Yes, I agree with that entirely and that really is the crux of
my point. And specifically one should not go around saying boost
shared_ptr is just plain unqualified "thread-safe".
KHD
J
Juha Nieminen
Pete said:
Which is exactly the reason why it doesn't make sense to use
dynamic_cast in the first place.
J
Juha Nieminen
Chris said:
Yes, I meant that, but typoed.
J
Joshua Maurice
(Now, the GCC manual is not as clear as I'd like, so I'm not the most
comfortable posting this, but I think I'm right. Correct me if I'm
wrong.)
I'm not sure if you're misspeaking or actually misunderstanding. When
the term "barrier" is used in the context of threading, the results
are not immediately visible to other threads, nor even visible on the
next matching barrier. Barriers are conditional visibility. Ex:
//static init
a = 0;
b = 0;
int main()
{ //start thread 1
//start thread 2
}
//thread 1
a = 1;
write_barrier();
b = 2;
//thread 2
cout << b << " ";
read_barrier();
cout << a << endl;
Without the barriers, you may see any of the four possible outputs:
0 0
0 1
2 0
2 1
With the barriers in place, this only removes one possible output,
leaving the three possibilities:
0 0
0 1
2 1
The definition of visibility semantics is effectively: "If a read
before a read_barrier sees a write after a write_barrier, then all
reads after that read_barrier see all writes before that
write_barrier."
To nitpick your quote:
It is not the case that the write will be immediately visible to all
other threads. Moreso, even if the other thread executes the correct
barrier instruction(s), that write may still not be visible.

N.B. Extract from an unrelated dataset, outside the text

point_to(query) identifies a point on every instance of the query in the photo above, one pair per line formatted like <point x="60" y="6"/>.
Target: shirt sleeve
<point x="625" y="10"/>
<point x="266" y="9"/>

If you want guaranteed visibility, use mutexes. However, even a mutex
in one thread does not guarantee that the write becomes immediately
visible to other threads. The other threads still need to execute the
matching "mutex lock" instruction(s).
In other words, for portable C++, and for assembly on most modern
desktop processors, to have any guarantee whatsoever of the order of
visibility of writes from one thread to another, \both\ threads must
each execute a synchronization primitive. No exceptions.